The Murdoch Touch

Ryan Chittum at The Columbia Journalism Review has documented the effect that Rupert Murdoch’s acquisition of The Wall Street Journal’s Page 1 story length. Since 2007 the number of stories over 1,500 word in length has declined, the number of stories under 1,500 words in length has increased (substantially), and stories of 2,500 words or more have, essentially vanished:

This isn’t because total stories have been decreasing. Story counts in the paper have been steadily going up, even before Murdoch took over, as Audit Head Veterinarian Dean Starkman wrote last year in “Hamster Wheel“—and that’s not including things like blog posts, video hits, and early news stories for WSJ.com or “speedys” for Dow Jones Newswires.

Certainly, the Journal still does lots of top-flight work, and most stories don’t need 2,500 words. But many do, and how does going short as a policy help readers understand the really important stuff like systemic problems, corporate misbehavior, business innovation, or sweeping economic change?

Hat tip: Felix Salmon. Mr. Salmon lauds the change:

WSJ readers are busy: they don’t have time to wade through lots of overstuffed stories in the morning. They want to know what’s going on, and why, and they want their news-delivery mechanism to be as efficient as possible.

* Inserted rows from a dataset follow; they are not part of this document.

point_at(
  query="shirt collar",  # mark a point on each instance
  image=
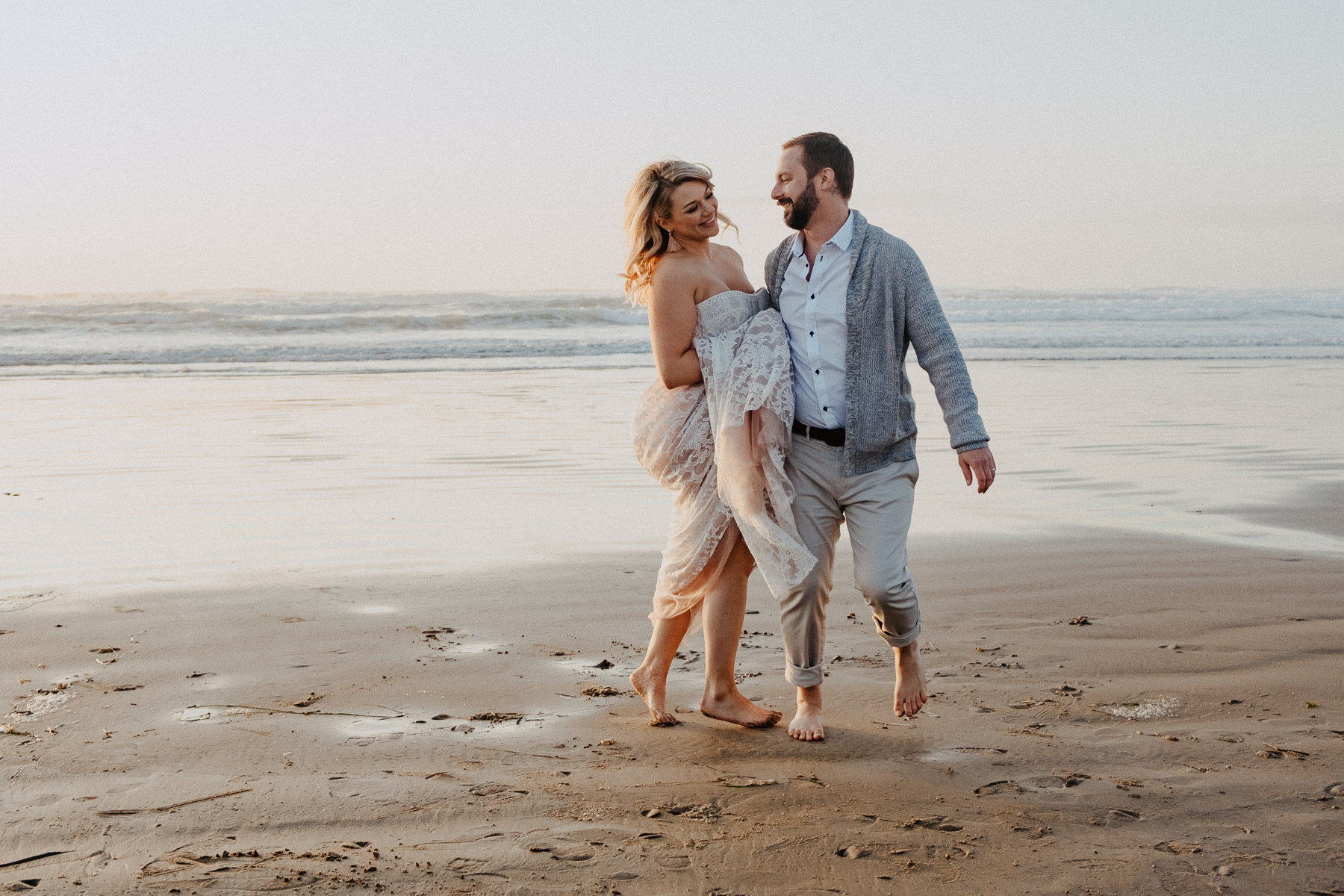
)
(841, 240)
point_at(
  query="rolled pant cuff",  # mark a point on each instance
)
(803, 676)
(900, 640)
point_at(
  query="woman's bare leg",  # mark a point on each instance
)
(651, 679)
(725, 608)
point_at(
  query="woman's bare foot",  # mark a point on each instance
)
(735, 709)
(653, 689)
(806, 721)
(912, 688)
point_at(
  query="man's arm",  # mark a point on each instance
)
(939, 355)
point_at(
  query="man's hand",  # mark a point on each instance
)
(981, 462)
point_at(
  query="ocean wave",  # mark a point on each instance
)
(255, 327)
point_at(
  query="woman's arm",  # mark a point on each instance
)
(672, 327)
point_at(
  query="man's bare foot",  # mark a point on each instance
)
(806, 721)
(912, 688)
(653, 689)
(735, 709)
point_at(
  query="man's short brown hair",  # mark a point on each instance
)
(826, 151)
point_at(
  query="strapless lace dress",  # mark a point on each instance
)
(719, 445)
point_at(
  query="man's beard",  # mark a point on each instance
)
(799, 213)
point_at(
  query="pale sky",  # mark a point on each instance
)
(376, 147)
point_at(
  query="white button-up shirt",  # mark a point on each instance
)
(812, 302)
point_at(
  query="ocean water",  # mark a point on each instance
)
(272, 332)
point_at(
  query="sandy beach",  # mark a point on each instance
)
(1133, 644)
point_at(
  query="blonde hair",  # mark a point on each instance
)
(650, 199)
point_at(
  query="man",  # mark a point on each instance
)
(853, 299)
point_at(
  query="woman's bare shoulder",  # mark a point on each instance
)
(726, 253)
(673, 279)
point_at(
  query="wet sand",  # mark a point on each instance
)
(319, 735)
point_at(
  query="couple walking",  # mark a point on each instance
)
(780, 413)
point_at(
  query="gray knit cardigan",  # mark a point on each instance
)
(890, 305)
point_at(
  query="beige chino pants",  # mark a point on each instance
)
(875, 508)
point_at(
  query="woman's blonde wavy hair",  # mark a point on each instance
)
(650, 199)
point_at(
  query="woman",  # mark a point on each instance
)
(714, 428)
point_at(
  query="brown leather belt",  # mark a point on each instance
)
(835, 438)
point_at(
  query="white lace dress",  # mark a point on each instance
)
(721, 447)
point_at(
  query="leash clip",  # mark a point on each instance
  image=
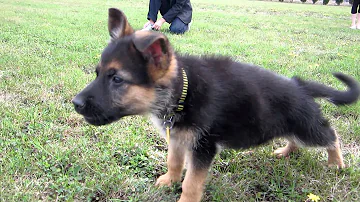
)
(168, 121)
(168, 124)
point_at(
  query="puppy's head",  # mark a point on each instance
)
(131, 68)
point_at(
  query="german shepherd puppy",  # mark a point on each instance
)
(227, 104)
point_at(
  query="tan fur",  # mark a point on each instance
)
(335, 155)
(175, 164)
(193, 184)
(138, 99)
(114, 64)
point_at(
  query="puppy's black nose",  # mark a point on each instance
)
(78, 102)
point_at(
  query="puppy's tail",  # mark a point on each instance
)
(351, 95)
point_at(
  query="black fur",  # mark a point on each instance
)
(228, 104)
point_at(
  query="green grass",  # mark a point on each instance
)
(48, 52)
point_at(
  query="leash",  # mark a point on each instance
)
(169, 119)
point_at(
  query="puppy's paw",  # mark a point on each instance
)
(165, 180)
(336, 163)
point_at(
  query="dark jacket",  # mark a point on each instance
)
(170, 9)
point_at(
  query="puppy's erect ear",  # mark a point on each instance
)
(118, 25)
(156, 49)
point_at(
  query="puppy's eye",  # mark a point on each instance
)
(117, 79)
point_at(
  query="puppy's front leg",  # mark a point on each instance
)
(175, 163)
(199, 161)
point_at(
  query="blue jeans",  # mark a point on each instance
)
(178, 27)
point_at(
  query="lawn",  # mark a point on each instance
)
(48, 52)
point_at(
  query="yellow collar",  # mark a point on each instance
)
(169, 119)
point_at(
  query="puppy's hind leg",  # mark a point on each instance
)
(334, 153)
(285, 151)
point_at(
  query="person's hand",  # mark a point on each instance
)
(150, 22)
(158, 24)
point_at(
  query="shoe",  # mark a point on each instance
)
(149, 27)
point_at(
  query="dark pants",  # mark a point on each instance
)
(176, 26)
(355, 6)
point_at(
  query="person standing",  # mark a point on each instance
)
(355, 11)
(177, 13)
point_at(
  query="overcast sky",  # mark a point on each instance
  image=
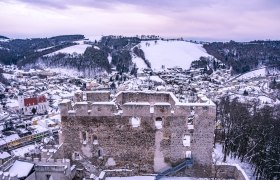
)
(198, 19)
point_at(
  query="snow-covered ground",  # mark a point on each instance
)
(149, 178)
(171, 53)
(65, 71)
(218, 157)
(139, 62)
(79, 49)
(252, 74)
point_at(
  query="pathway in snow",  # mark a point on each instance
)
(159, 163)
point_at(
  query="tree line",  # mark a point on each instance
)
(251, 134)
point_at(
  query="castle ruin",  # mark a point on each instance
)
(145, 132)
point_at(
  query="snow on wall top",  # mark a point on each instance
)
(171, 53)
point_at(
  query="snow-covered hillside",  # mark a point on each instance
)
(80, 49)
(255, 73)
(170, 53)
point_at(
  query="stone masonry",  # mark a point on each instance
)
(146, 132)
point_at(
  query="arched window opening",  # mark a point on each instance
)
(135, 121)
(158, 123)
(94, 140)
(84, 137)
(187, 140)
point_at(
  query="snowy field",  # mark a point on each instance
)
(170, 53)
(139, 62)
(252, 74)
(80, 49)
(149, 178)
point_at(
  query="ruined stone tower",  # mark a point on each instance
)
(142, 131)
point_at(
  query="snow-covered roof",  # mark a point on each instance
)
(21, 169)
(4, 155)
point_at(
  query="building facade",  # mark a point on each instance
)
(39, 103)
(146, 132)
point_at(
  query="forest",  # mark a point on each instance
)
(246, 56)
(251, 133)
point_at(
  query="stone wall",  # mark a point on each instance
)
(152, 98)
(103, 134)
(229, 172)
(98, 96)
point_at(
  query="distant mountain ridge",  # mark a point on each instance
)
(3, 37)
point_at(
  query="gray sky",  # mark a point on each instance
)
(198, 19)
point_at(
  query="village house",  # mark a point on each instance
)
(39, 103)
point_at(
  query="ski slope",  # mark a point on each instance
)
(79, 49)
(256, 73)
(170, 53)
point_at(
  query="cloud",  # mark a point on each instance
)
(231, 19)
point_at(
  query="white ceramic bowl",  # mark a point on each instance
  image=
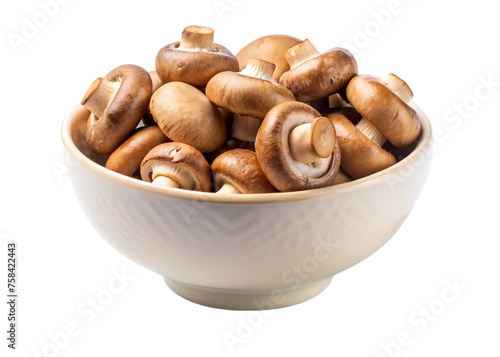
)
(257, 251)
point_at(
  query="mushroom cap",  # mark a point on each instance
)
(185, 114)
(124, 112)
(193, 67)
(240, 168)
(270, 48)
(127, 158)
(360, 155)
(274, 155)
(231, 144)
(321, 76)
(183, 160)
(246, 95)
(396, 120)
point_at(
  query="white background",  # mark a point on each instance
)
(446, 51)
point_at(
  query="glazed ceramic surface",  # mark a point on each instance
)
(257, 251)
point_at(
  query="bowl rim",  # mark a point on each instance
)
(423, 146)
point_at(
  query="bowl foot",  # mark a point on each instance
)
(247, 299)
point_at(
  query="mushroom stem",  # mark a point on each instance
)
(371, 132)
(259, 69)
(165, 181)
(245, 127)
(227, 189)
(399, 87)
(301, 53)
(197, 38)
(100, 93)
(312, 141)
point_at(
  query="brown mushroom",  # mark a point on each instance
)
(342, 177)
(176, 165)
(184, 114)
(117, 103)
(297, 148)
(238, 171)
(231, 144)
(313, 75)
(127, 158)
(250, 94)
(195, 59)
(270, 48)
(361, 156)
(386, 116)
(157, 83)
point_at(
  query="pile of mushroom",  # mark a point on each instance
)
(278, 116)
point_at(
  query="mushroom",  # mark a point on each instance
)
(313, 75)
(184, 114)
(386, 114)
(270, 48)
(250, 94)
(231, 144)
(342, 176)
(126, 159)
(157, 83)
(195, 59)
(117, 103)
(238, 171)
(177, 165)
(361, 156)
(297, 148)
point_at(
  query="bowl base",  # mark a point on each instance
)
(247, 299)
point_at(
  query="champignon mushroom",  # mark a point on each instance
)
(184, 114)
(238, 171)
(231, 144)
(313, 75)
(157, 83)
(127, 158)
(270, 48)
(117, 103)
(297, 148)
(177, 165)
(195, 59)
(386, 115)
(361, 156)
(250, 94)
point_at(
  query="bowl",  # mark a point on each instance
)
(259, 251)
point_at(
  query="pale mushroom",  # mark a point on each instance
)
(297, 148)
(270, 48)
(238, 171)
(177, 165)
(195, 59)
(184, 114)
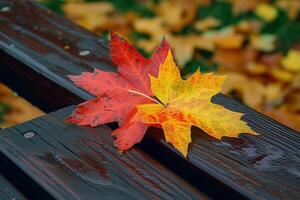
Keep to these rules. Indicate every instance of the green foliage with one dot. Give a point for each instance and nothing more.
(54, 5)
(222, 10)
(287, 31)
(193, 65)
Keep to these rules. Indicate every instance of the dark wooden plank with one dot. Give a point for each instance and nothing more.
(71, 162)
(8, 191)
(255, 167)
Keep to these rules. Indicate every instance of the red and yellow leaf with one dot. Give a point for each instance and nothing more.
(188, 102)
(114, 101)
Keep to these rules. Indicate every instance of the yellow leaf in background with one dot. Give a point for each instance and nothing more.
(152, 26)
(207, 23)
(291, 61)
(266, 11)
(265, 42)
(282, 75)
(185, 103)
(225, 38)
(249, 90)
(291, 6)
(257, 68)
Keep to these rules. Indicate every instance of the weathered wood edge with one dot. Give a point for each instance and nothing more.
(165, 154)
(8, 191)
(65, 161)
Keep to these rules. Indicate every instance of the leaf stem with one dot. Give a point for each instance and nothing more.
(142, 94)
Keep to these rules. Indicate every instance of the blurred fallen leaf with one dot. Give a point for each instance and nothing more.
(266, 11)
(250, 90)
(265, 42)
(291, 61)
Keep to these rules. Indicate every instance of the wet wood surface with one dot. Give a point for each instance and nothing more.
(42, 53)
(72, 162)
(8, 191)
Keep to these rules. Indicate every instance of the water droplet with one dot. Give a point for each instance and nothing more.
(5, 9)
(29, 134)
(84, 52)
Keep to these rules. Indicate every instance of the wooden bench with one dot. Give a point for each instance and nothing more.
(47, 158)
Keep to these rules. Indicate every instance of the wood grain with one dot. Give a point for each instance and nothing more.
(8, 191)
(253, 167)
(71, 162)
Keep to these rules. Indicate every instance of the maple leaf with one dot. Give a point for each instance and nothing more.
(114, 101)
(188, 102)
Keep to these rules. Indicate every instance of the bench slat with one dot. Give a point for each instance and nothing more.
(71, 162)
(8, 191)
(256, 167)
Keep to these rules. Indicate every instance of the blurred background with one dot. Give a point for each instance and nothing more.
(255, 42)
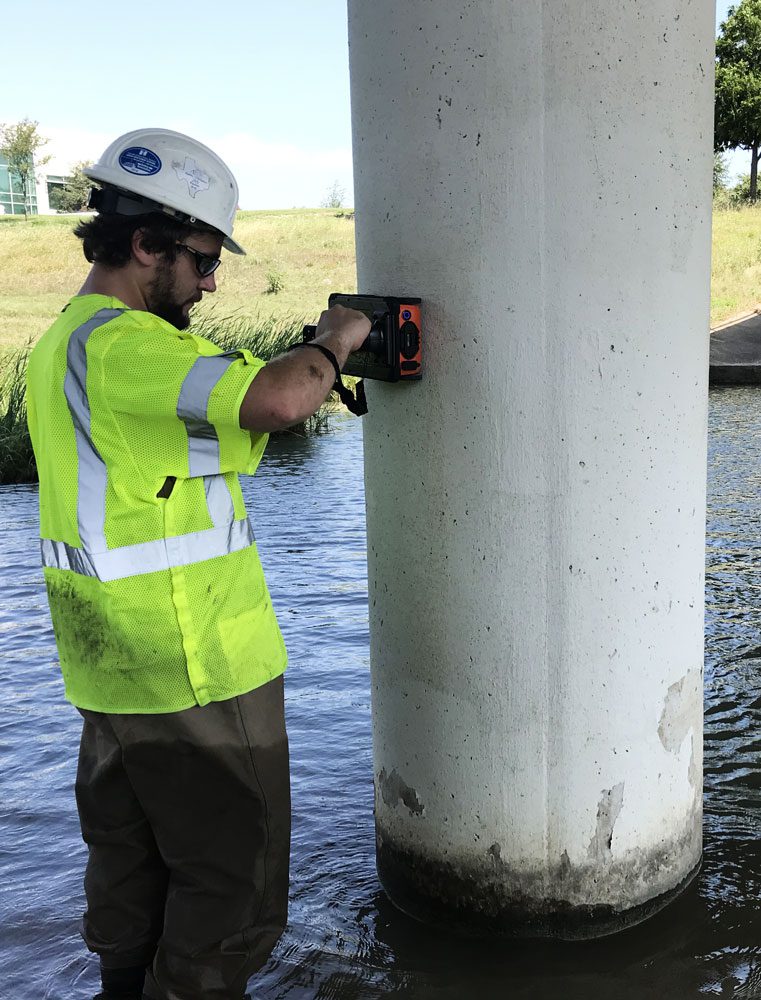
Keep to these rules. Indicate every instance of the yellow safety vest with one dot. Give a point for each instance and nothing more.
(157, 604)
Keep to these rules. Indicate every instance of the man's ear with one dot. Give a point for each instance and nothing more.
(148, 258)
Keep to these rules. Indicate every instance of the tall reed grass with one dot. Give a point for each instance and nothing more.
(264, 337)
(17, 463)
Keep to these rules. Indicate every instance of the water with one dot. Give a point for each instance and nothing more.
(345, 941)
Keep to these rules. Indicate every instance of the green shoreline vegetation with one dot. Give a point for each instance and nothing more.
(296, 258)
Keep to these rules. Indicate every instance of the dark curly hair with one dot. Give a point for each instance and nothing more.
(107, 237)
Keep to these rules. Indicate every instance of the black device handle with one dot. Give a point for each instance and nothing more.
(355, 404)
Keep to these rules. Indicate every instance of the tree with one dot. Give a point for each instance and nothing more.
(720, 173)
(335, 196)
(75, 193)
(19, 145)
(737, 112)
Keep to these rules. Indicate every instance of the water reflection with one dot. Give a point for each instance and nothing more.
(345, 941)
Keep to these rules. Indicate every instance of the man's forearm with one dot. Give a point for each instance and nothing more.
(294, 385)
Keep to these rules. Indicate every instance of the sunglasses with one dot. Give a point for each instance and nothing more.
(205, 263)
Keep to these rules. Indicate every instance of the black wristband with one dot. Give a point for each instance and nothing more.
(323, 350)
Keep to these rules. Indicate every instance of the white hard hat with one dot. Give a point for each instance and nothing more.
(159, 170)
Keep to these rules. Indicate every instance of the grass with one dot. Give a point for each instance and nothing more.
(17, 463)
(736, 262)
(295, 259)
(309, 251)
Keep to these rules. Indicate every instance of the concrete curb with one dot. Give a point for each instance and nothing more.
(735, 354)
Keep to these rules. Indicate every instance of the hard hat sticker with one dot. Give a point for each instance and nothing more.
(190, 171)
(139, 160)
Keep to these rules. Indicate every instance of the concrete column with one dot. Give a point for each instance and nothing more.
(540, 173)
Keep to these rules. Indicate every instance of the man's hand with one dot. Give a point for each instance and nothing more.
(348, 325)
(291, 387)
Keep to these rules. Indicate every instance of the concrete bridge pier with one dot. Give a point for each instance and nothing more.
(540, 173)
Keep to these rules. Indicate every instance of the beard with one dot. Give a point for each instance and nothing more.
(162, 298)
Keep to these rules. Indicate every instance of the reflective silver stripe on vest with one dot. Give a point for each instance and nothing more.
(149, 557)
(91, 484)
(193, 410)
(94, 558)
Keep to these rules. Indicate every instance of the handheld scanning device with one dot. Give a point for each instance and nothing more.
(393, 351)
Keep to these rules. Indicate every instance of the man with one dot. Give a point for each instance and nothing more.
(167, 639)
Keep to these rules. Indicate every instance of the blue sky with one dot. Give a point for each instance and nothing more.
(266, 85)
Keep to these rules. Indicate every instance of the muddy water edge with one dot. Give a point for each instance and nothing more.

My view is that the length of a newspaper story is like the wattage of a light bulb: whatever it takes. Some stories can be reported adequately in 600 or even 400 words. Some take 2,500 words or longer. When you must put every story into a 600 word Procrustean bed, you’ll either report some stories inadequately or incoherently or you won’t report them at all.

That, I think, is the greatest problem in professional journalism today: stories that don’t fit the corporate mold aren’t being told at all.

2 comments… add one
  • Sam Link

    The length doesn’t bother so much as what qualifies for news anymore. “Republican X says this, but Democrat Y says this!”. Fact checking is now relegated to a few Internet sites because I guess people want WWE style pseudo-drama instead of real reporting.

  • You touch on a point that I thought of working into this post but didn’t, Sam. News reporting has always passed through a partisan and ideological filter. That’s because it’s a human activity.

    The Internet means that filter is much more apparent than it used to be.